Amire80 renamed this task from Allow a module to import another module from a global module repository wiki to Allow a module to load (require) another module from a global module repository wiki.Feb 16 2020, 10:14 PM

Being bold and adding the COVID-19 tag.

Why? Because as far as I could understand, it's a fairly easy thing to do, and it could help the wikis share common data much more easily.

For example, there is a table of COVID-19 cases that can be shared across wikis, but to actually share it, each wiki needs to write a module. And sure, people could copy these modules across wikis, but the data structure may change, the nature of presentation and modeling may change, and so on, and then the module will have to change, too. And it would have to change on every wiki.

Instead, you could make the bulk of the changes in the module on just one central module and let the local wikis focus on writing the prose in their languages, instead of wasting their time on rewriting the module.

If it's more difficult than what could be quickly done to address this problem, then whatever, remove this tag ¯\_(ツ)_/¯

Why? Because as far as I could understand, it's a fairly easy thing to do,

T122086: Use bot to share templates and modules between wikis might be a better way to go if you want this now, rather than rushing an incomplete implementation into Scribunto.

T122086#5106105 says that the bot called for already exists.

@Tgr to look into this (no longer than 1 day) and report back on possibilities

Can you load code through Data: tables and then pass it to loadstring?

Can you load code through Data: tables and then pass it to loadstring?

There's no loadstring in Scribunto (Extension:Scribunto/Lua reference manual#Removed functions and packages).
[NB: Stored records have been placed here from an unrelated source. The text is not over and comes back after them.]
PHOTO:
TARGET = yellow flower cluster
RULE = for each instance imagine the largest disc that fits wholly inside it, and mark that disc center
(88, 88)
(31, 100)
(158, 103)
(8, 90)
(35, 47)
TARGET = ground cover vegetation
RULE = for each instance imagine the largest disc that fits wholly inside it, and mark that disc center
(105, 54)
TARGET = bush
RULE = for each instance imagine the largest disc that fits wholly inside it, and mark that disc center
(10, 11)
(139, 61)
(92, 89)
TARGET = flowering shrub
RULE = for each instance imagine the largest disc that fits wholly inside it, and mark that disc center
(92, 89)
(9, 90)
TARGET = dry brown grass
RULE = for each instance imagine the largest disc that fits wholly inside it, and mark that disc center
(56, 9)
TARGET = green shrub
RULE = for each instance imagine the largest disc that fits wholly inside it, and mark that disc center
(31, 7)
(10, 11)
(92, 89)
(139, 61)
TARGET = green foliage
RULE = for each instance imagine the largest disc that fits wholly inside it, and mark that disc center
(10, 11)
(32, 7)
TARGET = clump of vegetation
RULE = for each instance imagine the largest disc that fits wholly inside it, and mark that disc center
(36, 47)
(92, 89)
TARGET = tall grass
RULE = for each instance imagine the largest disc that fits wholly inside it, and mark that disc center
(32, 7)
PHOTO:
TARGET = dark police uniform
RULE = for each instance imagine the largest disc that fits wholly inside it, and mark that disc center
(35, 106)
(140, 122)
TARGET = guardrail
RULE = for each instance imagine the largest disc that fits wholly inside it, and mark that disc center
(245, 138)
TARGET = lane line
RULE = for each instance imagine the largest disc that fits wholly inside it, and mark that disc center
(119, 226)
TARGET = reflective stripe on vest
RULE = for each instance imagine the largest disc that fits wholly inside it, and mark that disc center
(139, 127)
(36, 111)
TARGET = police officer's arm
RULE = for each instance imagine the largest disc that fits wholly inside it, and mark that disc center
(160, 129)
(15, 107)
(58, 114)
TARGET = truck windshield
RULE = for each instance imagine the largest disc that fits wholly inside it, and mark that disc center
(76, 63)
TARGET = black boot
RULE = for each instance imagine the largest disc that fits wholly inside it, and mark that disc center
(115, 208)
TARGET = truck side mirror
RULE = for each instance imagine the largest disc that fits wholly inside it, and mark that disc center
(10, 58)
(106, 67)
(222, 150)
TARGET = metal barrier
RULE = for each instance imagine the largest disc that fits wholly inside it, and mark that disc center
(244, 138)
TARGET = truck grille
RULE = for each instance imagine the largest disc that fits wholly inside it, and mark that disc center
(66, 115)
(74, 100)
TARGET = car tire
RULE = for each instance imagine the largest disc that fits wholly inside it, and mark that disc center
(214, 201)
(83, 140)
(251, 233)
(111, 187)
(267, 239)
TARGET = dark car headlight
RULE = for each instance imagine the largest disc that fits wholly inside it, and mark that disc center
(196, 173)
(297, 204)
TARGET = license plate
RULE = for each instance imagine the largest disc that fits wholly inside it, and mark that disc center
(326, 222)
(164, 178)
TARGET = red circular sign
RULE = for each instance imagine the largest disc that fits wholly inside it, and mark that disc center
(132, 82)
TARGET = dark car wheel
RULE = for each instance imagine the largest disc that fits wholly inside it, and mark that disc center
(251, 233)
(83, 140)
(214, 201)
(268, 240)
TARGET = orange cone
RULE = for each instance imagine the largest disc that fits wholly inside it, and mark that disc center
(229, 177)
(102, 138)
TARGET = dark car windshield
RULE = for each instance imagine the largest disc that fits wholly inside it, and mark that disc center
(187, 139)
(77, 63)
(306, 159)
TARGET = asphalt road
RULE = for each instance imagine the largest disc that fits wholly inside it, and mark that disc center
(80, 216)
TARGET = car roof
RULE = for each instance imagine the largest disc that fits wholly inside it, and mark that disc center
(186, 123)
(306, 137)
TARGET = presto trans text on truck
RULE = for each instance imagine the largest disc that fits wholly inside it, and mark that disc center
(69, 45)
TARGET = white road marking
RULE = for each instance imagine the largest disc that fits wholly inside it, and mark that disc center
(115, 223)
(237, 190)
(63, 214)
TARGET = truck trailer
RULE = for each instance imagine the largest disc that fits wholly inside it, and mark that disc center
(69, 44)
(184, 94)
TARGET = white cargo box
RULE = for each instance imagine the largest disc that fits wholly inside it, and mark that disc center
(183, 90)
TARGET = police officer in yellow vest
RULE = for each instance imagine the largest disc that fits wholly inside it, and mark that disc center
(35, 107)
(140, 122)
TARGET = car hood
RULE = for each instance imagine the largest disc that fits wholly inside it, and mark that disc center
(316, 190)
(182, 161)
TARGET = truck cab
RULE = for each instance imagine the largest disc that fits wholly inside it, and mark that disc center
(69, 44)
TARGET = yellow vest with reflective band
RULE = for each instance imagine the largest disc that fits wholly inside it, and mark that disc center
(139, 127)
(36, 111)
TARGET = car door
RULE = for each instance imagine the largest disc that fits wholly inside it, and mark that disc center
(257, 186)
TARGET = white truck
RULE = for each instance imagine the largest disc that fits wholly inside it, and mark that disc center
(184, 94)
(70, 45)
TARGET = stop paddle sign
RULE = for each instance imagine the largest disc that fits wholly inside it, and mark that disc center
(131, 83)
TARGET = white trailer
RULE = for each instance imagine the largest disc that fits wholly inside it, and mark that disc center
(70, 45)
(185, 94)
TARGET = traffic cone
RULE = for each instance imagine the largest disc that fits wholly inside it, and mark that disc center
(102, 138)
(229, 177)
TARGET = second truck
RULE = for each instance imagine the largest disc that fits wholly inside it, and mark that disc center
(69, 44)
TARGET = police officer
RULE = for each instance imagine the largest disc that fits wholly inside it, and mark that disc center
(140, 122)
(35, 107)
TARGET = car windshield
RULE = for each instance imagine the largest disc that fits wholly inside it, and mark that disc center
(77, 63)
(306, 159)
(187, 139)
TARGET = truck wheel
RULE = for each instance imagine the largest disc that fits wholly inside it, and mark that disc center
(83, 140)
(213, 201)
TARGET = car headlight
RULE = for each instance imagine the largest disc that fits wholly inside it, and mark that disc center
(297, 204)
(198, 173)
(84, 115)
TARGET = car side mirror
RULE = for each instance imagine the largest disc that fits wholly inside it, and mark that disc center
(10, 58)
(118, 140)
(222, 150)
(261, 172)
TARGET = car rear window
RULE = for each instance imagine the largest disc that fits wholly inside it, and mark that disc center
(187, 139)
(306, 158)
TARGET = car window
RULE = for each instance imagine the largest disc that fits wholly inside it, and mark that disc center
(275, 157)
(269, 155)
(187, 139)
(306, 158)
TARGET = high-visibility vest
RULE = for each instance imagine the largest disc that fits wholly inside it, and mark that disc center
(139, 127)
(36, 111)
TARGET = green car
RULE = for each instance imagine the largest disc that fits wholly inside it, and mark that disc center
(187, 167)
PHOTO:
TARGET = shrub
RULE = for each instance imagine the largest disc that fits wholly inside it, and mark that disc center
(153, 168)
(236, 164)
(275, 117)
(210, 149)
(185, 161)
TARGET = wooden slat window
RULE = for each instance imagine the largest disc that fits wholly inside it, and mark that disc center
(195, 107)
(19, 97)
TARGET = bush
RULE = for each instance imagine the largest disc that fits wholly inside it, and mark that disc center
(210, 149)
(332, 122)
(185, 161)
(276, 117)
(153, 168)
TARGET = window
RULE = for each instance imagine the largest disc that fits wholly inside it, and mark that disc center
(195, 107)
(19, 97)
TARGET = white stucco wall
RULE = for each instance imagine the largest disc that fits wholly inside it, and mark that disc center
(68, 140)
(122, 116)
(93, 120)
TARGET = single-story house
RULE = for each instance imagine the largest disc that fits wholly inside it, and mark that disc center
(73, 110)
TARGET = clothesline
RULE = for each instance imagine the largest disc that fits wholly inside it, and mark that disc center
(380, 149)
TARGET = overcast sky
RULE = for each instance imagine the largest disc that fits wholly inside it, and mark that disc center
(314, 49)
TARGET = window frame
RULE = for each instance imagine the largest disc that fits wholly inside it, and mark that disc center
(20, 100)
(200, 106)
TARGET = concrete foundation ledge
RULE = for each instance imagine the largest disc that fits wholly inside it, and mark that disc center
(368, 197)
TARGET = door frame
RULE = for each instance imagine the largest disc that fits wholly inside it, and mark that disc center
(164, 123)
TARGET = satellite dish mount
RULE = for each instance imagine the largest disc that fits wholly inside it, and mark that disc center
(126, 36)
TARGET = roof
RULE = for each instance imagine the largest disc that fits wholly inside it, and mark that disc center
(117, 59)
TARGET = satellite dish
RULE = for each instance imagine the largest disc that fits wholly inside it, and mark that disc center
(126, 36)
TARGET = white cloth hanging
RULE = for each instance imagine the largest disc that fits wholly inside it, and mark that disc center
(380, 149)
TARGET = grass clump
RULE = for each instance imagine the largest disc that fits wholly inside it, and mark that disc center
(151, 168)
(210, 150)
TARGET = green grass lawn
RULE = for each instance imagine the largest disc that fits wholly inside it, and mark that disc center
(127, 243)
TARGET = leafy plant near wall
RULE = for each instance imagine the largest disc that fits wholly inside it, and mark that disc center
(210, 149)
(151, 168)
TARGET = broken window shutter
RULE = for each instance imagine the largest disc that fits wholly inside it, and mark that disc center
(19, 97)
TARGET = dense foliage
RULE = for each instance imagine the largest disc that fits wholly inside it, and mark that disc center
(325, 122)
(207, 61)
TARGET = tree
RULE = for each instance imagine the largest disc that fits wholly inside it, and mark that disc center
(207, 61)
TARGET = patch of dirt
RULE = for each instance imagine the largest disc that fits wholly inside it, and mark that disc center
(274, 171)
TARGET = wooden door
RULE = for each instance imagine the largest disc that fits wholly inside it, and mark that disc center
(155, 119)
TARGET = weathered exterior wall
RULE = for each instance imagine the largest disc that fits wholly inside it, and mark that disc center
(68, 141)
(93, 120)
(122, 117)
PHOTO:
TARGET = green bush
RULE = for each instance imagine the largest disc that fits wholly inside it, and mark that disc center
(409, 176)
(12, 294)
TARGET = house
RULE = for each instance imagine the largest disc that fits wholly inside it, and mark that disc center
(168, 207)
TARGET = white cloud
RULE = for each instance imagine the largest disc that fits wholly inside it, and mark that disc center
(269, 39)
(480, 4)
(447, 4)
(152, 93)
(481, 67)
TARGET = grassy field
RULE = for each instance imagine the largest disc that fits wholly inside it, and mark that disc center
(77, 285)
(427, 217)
Implementation-wise this seems pretty straightforward (although I'm not familiar with the code base so I might be missing something): provide a variant of LuaEngine::loadPackage() that takes a remote title (and maybe a page revision), and add it to the package loaders. Package loaders always take a single module name as an argument, so it would have to take something like commons:Module:Foo or commons:Module:Foo|123456.

As others have already said, there would be no invalidation or usage tracking, which results in a number of problems:

  • If the central module is updated, local pages using won't be invalidated, so for example if the module is causing errors, after fixing it the pages with errors would have to be manually purged.
  • There will be no dependency tracking so things like "What links here" or "modules used on this page" won't show cross-wiki usage.
  • There will be no change tracking: if the central module is changed, it won't show up on the watchlists of people watching local pages which are affected by the change. (If module invocations need to be versioned this is not really an issue.)
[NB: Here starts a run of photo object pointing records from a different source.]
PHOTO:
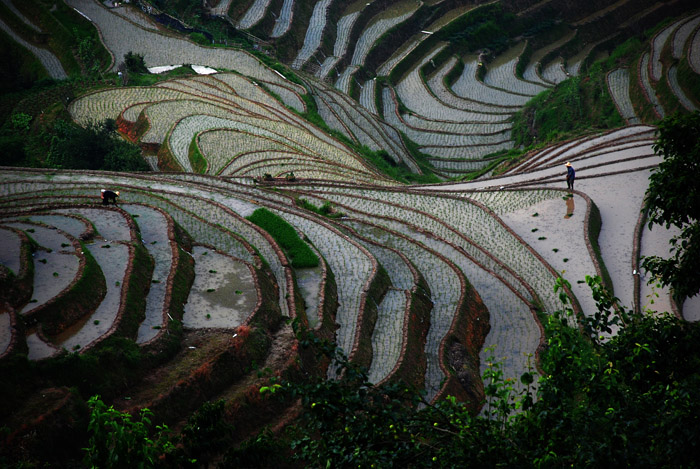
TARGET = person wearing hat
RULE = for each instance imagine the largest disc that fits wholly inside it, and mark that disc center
(570, 176)
(109, 195)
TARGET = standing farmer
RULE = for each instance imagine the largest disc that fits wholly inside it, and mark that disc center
(570, 176)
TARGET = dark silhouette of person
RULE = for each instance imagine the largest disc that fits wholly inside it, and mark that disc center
(109, 195)
(570, 176)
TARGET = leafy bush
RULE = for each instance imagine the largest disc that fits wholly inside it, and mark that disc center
(135, 63)
(118, 441)
(629, 400)
(299, 252)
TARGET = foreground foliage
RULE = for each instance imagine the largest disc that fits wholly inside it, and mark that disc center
(673, 199)
(632, 399)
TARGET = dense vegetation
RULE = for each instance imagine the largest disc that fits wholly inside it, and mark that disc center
(577, 105)
(673, 199)
(633, 399)
(629, 400)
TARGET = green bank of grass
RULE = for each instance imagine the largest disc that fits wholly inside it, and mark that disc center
(197, 160)
(575, 106)
(72, 38)
(326, 210)
(286, 236)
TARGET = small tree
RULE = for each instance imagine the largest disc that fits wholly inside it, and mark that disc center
(673, 199)
(135, 63)
(118, 441)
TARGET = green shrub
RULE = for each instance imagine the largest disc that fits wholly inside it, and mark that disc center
(135, 63)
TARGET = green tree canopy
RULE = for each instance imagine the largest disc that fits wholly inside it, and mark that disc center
(96, 146)
(673, 199)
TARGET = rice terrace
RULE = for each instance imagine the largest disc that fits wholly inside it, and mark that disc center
(383, 233)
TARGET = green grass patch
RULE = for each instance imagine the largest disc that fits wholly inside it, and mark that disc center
(326, 210)
(286, 236)
(197, 160)
(575, 106)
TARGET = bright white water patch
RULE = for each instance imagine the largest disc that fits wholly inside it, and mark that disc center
(163, 68)
(223, 293)
(202, 70)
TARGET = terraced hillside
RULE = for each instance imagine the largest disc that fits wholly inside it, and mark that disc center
(277, 197)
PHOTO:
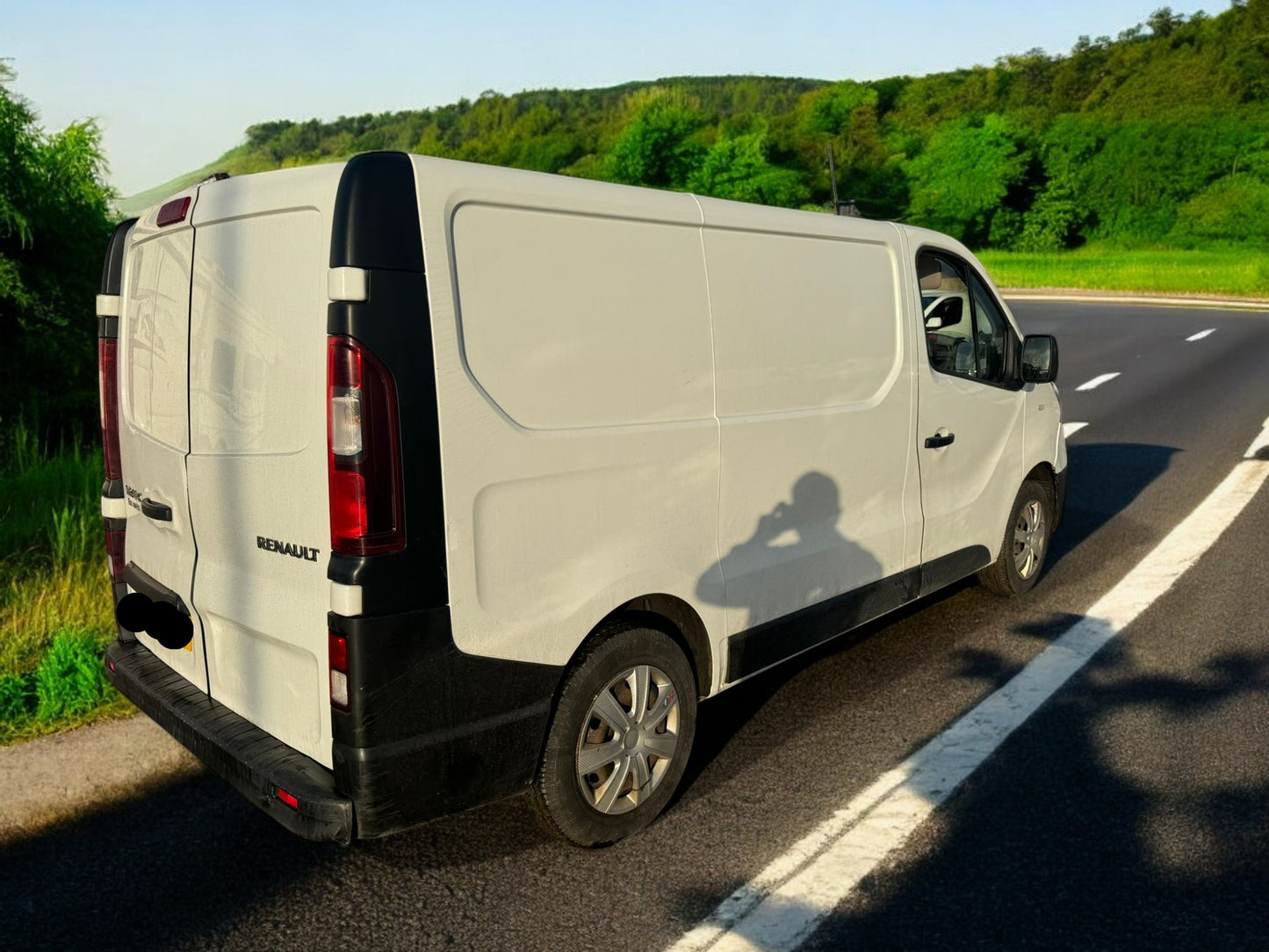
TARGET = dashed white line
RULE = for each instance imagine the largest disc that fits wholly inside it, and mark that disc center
(787, 900)
(1098, 381)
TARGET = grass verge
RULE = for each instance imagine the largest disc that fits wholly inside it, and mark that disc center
(54, 598)
(1218, 272)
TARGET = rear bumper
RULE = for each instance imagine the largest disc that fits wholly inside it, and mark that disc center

The first two are handled for Commons images via the GlobalUsage extension, so that gives an idea of the complexity (it's about 2K lines of code). The third (injecting recentchanges entries for remote changes) is only done for Wikidata to date, I think.

After discussing this with @Abit I concur with what @Anomie has said above: T122086: Use bot to share templates and modules between wikis seems like a better approach, especially with the WMF trying to minimize deployment risk due to the ongoing pandemic. The necessary code change does seem simple, but Scribunto is a complicated extension few people are familiar with, and since the change affects wikitext parsing the potential fallout could be large. Also wikitext processing changes cannot be easily rolled back if they turn out to be not so useful. A bot is easier to both manage and dismantle.

Might be worth revisiting when we have more capacity for doing complex changes. In the meanwhile, let's make the next generation of dependency tracking (cf T201004: Spec out dependency engine interface, data structure, and states) supports cross-wiki features out of the box.

No problem.

The reason I created this task is that @daniel sounded keen to do it, and it sounded like a simple and reasonable intermediate step towards full implementation of global modules, so I wanted to document it.

I don't mind if it's closed as declined, as long as there is serious intention to implement T201004 and T41610 :)

Per @Tgr 's comment above, declining for now.